Obesity is one of the diseases with severe health consequences and rapidly increasing worldwide prevalence. Understanding the complex network of food intake and energy balance regulation is an essential prerequisite for pharmacological intervention with obesity. G protein-coupled receptors (GPCRs) are among the main modulators of metabolism and energy balance. They, for instance, regulate appetite and satiety in certain hypothalamic neurons, as well as glucose and lipid metabolism and hormone secretion from adipocytes. Mutations in some GPCRs, such as the melanocortin receptor type 4 (MC4R), have been associated with early-onset obesity. Here, we identified the adhesion GPCR latrophilin 1 (ADGRL1/LPHN1) as a member of the regulating network governing food intake and the maintenance of energy balance. Deficiency of the highly conserved receptor in mice results in increased food consumption and severe obesity, accompanied by dysregulation of glucose homeostasis. Consistently, we identified a partially inactivating mutation in human ADGRL1/LPHN1 in a patient suffering from obesity. Therefore, we propose that LPHN1 dysfunction is a risk factor for obesity development.

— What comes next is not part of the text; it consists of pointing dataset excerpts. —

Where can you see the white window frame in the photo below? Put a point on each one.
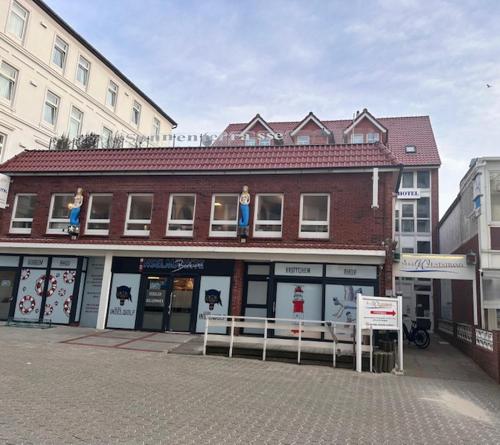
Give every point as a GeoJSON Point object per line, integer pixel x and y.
{"type": "Point", "coordinates": [137, 221]}
{"type": "Point", "coordinates": [99, 221]}
{"type": "Point", "coordinates": [113, 88]}
{"type": "Point", "coordinates": [56, 220]}
{"type": "Point", "coordinates": [14, 81]}
{"type": "Point", "coordinates": [156, 128]}
{"type": "Point", "coordinates": [14, 219]}
{"type": "Point", "coordinates": [302, 138]}
{"type": "Point", "coordinates": [80, 65]}
{"type": "Point", "coordinates": [80, 122]}
{"type": "Point", "coordinates": [180, 233]}
{"type": "Point", "coordinates": [136, 106]}
{"type": "Point", "coordinates": [105, 129]}
{"type": "Point", "coordinates": [220, 233]}
{"type": "Point", "coordinates": [56, 106]}
{"type": "Point", "coordinates": [267, 234]}
{"type": "Point", "coordinates": [314, 235]}
{"type": "Point", "coordinates": [59, 46]}
{"type": "Point", "coordinates": [24, 19]}
{"type": "Point", "coordinates": [353, 137]}
{"type": "Point", "coordinates": [3, 140]}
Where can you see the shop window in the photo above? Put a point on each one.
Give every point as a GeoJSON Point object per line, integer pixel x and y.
{"type": "Point", "coordinates": [407, 180]}
{"type": "Point", "coordinates": [224, 216]}
{"type": "Point", "coordinates": [268, 216]}
{"type": "Point", "coordinates": [423, 247]}
{"type": "Point", "coordinates": [408, 218]}
{"type": "Point", "coordinates": [495, 196]}
{"type": "Point", "coordinates": [314, 215]}
{"type": "Point", "coordinates": [22, 215]}
{"type": "Point", "coordinates": [59, 213]}
{"type": "Point", "coordinates": [181, 215]}
{"type": "Point", "coordinates": [423, 180]}
{"type": "Point", "coordinates": [139, 209]}
{"type": "Point", "coordinates": [99, 214]}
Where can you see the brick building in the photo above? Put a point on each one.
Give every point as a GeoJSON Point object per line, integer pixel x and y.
{"type": "Point", "coordinates": [412, 142]}
{"type": "Point", "coordinates": [159, 246]}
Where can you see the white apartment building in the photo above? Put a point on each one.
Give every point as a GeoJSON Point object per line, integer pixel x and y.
{"type": "Point", "coordinates": [472, 224]}
{"type": "Point", "coordinates": [53, 82]}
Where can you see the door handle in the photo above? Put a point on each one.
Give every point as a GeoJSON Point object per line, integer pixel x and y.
{"type": "Point", "coordinates": [172, 296]}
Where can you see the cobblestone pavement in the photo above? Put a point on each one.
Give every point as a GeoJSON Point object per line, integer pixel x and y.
{"type": "Point", "coordinates": [63, 393]}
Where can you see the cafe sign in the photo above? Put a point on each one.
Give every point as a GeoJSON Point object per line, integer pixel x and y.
{"type": "Point", "coordinates": [446, 267]}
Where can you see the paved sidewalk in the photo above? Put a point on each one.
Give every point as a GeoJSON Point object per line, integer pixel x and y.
{"type": "Point", "coordinates": [63, 393]}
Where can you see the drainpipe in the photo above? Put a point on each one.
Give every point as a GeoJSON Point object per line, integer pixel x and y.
{"type": "Point", "coordinates": [375, 189]}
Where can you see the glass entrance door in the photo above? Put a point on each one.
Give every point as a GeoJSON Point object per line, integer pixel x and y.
{"type": "Point", "coordinates": [7, 279]}
{"type": "Point", "coordinates": [181, 303]}
{"type": "Point", "coordinates": [154, 303]}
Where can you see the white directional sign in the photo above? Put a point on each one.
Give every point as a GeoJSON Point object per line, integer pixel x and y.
{"type": "Point", "coordinates": [378, 313]}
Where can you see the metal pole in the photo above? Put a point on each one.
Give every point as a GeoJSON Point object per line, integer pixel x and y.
{"type": "Point", "coordinates": [358, 335]}
{"type": "Point", "coordinates": [206, 337]}
{"type": "Point", "coordinates": [232, 338]}
{"type": "Point", "coordinates": [265, 341]}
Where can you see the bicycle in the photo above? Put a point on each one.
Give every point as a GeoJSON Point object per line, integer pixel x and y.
{"type": "Point", "coordinates": [417, 335]}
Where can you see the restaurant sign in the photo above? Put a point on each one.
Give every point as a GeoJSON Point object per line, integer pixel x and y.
{"type": "Point", "coordinates": [448, 267]}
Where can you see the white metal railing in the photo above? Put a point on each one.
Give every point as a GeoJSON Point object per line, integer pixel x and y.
{"type": "Point", "coordinates": [339, 336]}
{"type": "Point", "coordinates": [445, 326]}
{"type": "Point", "coordinates": [464, 332]}
{"type": "Point", "coordinates": [484, 339]}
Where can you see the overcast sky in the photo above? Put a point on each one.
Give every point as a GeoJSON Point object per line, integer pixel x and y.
{"type": "Point", "coordinates": [208, 63]}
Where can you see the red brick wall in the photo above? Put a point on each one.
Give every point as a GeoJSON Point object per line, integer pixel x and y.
{"type": "Point", "coordinates": [353, 221]}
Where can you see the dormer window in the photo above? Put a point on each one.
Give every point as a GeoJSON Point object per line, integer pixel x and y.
{"type": "Point", "coordinates": [357, 138]}
{"type": "Point", "coordinates": [303, 139]}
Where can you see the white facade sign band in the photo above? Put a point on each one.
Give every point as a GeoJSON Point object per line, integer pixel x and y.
{"type": "Point", "coordinates": [409, 194]}
{"type": "Point", "coordinates": [446, 267]}
{"type": "Point", "coordinates": [64, 263]}
{"type": "Point", "coordinates": [4, 190]}
{"type": "Point", "coordinates": [351, 271]}
{"type": "Point", "coordinates": [298, 269]}
{"type": "Point", "coordinates": [35, 261]}
{"type": "Point", "coordinates": [9, 261]}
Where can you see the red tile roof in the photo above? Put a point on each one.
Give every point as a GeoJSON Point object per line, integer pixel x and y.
{"type": "Point", "coordinates": [183, 159]}
{"type": "Point", "coordinates": [402, 131]}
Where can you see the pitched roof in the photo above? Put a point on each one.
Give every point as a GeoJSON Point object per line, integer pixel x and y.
{"type": "Point", "coordinates": [402, 131]}
{"type": "Point", "coordinates": [200, 159]}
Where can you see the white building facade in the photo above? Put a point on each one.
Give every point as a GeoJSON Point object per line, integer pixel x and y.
{"type": "Point", "coordinates": [472, 224]}
{"type": "Point", "coordinates": [53, 83]}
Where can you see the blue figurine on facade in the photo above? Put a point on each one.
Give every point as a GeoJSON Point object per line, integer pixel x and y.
{"type": "Point", "coordinates": [74, 214]}
{"type": "Point", "coordinates": [244, 213]}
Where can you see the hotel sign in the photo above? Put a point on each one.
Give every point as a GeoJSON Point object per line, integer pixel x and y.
{"type": "Point", "coordinates": [446, 267]}
{"type": "Point", "coordinates": [409, 194]}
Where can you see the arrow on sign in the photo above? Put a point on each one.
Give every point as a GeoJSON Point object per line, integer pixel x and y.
{"type": "Point", "coordinates": [393, 312]}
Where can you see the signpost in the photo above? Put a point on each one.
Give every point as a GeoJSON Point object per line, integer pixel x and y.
{"type": "Point", "coordinates": [378, 313]}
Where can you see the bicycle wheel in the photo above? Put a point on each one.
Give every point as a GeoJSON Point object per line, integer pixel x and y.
{"type": "Point", "coordinates": [422, 339]}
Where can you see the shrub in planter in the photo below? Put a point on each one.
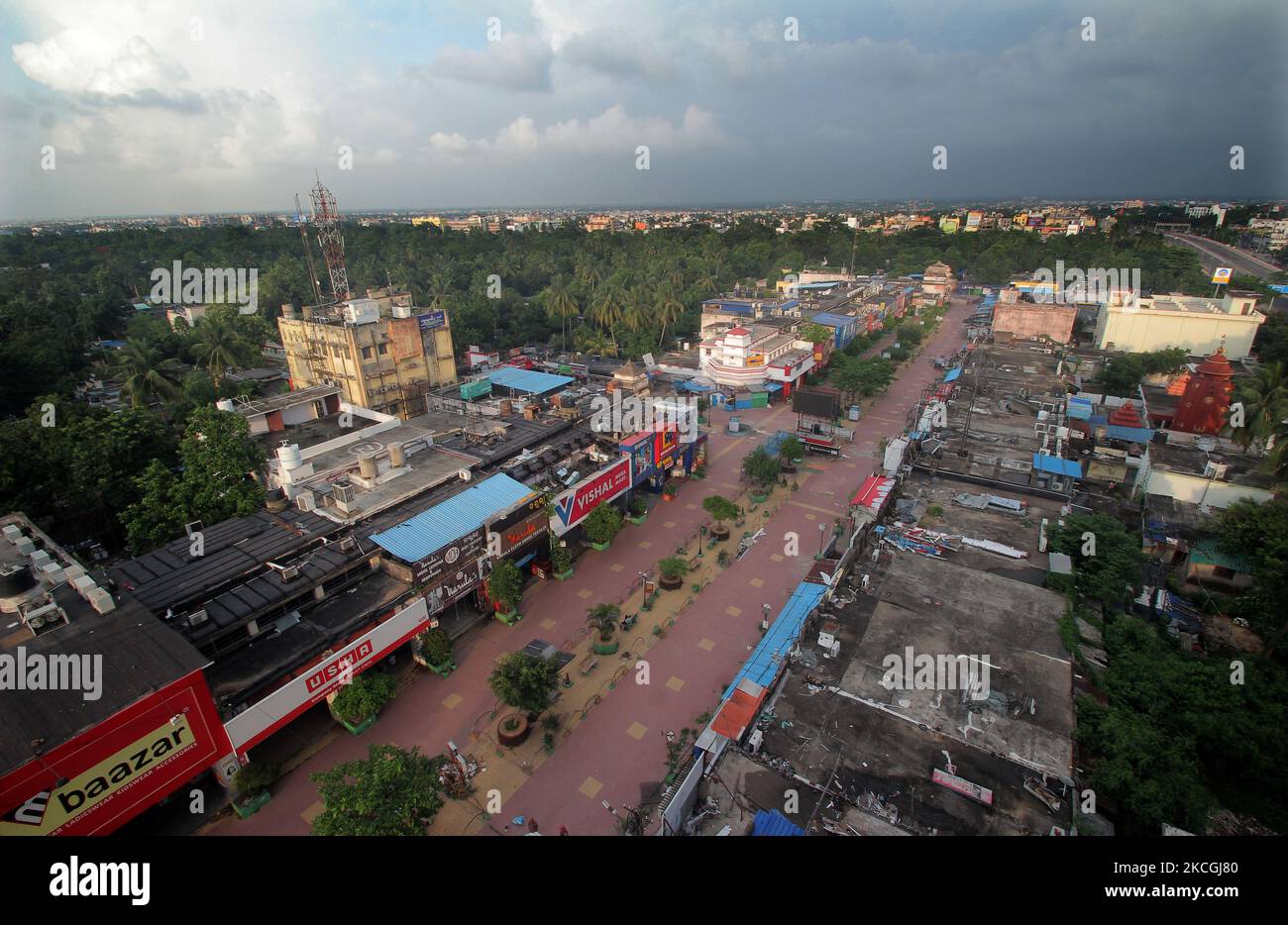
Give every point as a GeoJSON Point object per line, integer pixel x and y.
{"type": "Point", "coordinates": [721, 509]}
{"type": "Point", "coordinates": [561, 562]}
{"type": "Point", "coordinates": [505, 586]}
{"type": "Point", "coordinates": [603, 617]}
{"type": "Point", "coordinates": [790, 451]}
{"type": "Point", "coordinates": [434, 650]}
{"type": "Point", "coordinates": [250, 787]}
{"type": "Point", "coordinates": [673, 570]}
{"type": "Point", "coordinates": [524, 681]}
{"type": "Point", "coordinates": [364, 698]}
{"type": "Point", "coordinates": [601, 526]}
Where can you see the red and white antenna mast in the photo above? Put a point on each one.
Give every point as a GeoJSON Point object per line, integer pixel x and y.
{"type": "Point", "coordinates": [326, 217]}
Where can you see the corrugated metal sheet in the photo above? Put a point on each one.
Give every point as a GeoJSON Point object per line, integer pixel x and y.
{"type": "Point", "coordinates": [768, 659]}
{"type": "Point", "coordinates": [528, 380]}
{"type": "Point", "coordinates": [432, 530]}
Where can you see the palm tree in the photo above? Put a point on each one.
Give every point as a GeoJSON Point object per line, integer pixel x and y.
{"type": "Point", "coordinates": [669, 308]}
{"type": "Point", "coordinates": [1265, 405]}
{"type": "Point", "coordinates": [220, 347]}
{"type": "Point", "coordinates": [561, 304]}
{"type": "Point", "coordinates": [605, 311]}
{"type": "Point", "coordinates": [145, 372]}
{"type": "Point", "coordinates": [603, 617]}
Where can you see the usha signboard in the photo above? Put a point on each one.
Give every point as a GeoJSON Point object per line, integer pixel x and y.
{"type": "Point", "coordinates": [576, 502]}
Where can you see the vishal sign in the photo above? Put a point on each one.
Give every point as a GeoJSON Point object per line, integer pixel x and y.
{"type": "Point", "coordinates": [574, 505]}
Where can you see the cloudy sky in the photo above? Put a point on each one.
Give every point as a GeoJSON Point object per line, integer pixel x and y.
{"type": "Point", "coordinates": [227, 106]}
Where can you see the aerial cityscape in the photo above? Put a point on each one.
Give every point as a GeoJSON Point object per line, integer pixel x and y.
{"type": "Point", "coordinates": [603, 419]}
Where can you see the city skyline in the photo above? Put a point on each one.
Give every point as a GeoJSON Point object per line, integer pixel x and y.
{"type": "Point", "coordinates": [743, 105]}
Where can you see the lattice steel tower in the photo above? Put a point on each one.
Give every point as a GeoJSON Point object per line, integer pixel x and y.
{"type": "Point", "coordinates": [326, 217]}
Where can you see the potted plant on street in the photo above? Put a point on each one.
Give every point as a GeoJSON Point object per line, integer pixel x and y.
{"type": "Point", "coordinates": [601, 526]}
{"type": "Point", "coordinates": [761, 469]}
{"type": "Point", "coordinates": [561, 564]}
{"type": "Point", "coordinates": [505, 587]}
{"type": "Point", "coordinates": [250, 787]}
{"type": "Point", "coordinates": [673, 570]}
{"type": "Point", "coordinates": [433, 650]}
{"type": "Point", "coordinates": [603, 617]}
{"type": "Point", "coordinates": [359, 703]}
{"type": "Point", "coordinates": [526, 684]}
{"type": "Point", "coordinates": [721, 509]}
{"type": "Point", "coordinates": [790, 453]}
{"type": "Point", "coordinates": [639, 509]}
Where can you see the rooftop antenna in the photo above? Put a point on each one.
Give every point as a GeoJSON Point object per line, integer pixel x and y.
{"type": "Point", "coordinates": [326, 217]}
{"type": "Point", "coordinates": [308, 253]}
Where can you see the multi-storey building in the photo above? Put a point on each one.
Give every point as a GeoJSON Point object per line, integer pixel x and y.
{"type": "Point", "coordinates": [381, 352]}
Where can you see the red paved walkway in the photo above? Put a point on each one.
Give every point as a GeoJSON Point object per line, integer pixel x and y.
{"type": "Point", "coordinates": [621, 744]}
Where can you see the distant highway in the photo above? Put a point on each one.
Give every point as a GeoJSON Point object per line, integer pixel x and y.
{"type": "Point", "coordinates": [1215, 254]}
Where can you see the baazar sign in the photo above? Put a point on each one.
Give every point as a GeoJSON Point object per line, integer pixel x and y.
{"type": "Point", "coordinates": [576, 502]}
{"type": "Point", "coordinates": [451, 557]}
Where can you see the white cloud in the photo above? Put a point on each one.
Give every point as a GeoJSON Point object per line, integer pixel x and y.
{"type": "Point", "coordinates": [613, 131]}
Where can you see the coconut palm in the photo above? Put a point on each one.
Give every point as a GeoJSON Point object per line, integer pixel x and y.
{"type": "Point", "coordinates": [222, 347]}
{"type": "Point", "coordinates": [1265, 405]}
{"type": "Point", "coordinates": [561, 304]}
{"type": "Point", "coordinates": [605, 311]}
{"type": "Point", "coordinates": [145, 373]}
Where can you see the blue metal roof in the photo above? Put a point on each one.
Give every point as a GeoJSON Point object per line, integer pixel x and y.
{"type": "Point", "coordinates": [1055, 465]}
{"type": "Point", "coordinates": [772, 822]}
{"type": "Point", "coordinates": [1080, 409]}
{"type": "Point", "coordinates": [1133, 435]}
{"type": "Point", "coordinates": [527, 380]}
{"type": "Point", "coordinates": [772, 652]}
{"type": "Point", "coordinates": [833, 320]}
{"type": "Point", "coordinates": [432, 530]}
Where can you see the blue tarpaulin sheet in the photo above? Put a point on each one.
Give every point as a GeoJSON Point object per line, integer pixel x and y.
{"type": "Point", "coordinates": [1055, 465]}
{"type": "Point", "coordinates": [771, 654]}
{"type": "Point", "coordinates": [773, 823]}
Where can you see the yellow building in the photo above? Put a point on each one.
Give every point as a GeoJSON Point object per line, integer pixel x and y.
{"type": "Point", "coordinates": [1197, 324]}
{"type": "Point", "coordinates": [380, 351]}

肥胖是一种对健康造成严重后果且全球患病率迅速上升的疾病之一。了解食物摄入和能量平衡调节的复杂网络是药物干预肥胖的重要先决条件。 G 蛋白偶联受体 (GPCR) 是代谢和能量平衡的主要调节剂之一。例如，它们调节某些下丘脑神经元的食欲和饱腹感，以及葡萄糖和脂质代谢以及脂肪细胞的激素分泌。一些 GPCR 的突变，例如 4 型黑皮质素受体 (MC4R)，与早发性肥胖有关。在这里，我们将粘附 GPCR latrophilin 1 (ADGRL1/LPHN1) 确定为控制食物摄入和维持能量平衡的调节网络的成员。小鼠体内高度保守的受体缺乏会导致食物消耗增加和严重肥胖，并伴有葡萄糖稳态失调。一致地，我们在一名肥胖患者体内发现了人类 ADGRL1/LPHN1 的部分失活突变。因此，我们认为LPHN1功能障碍是肥胖发生的危险因素。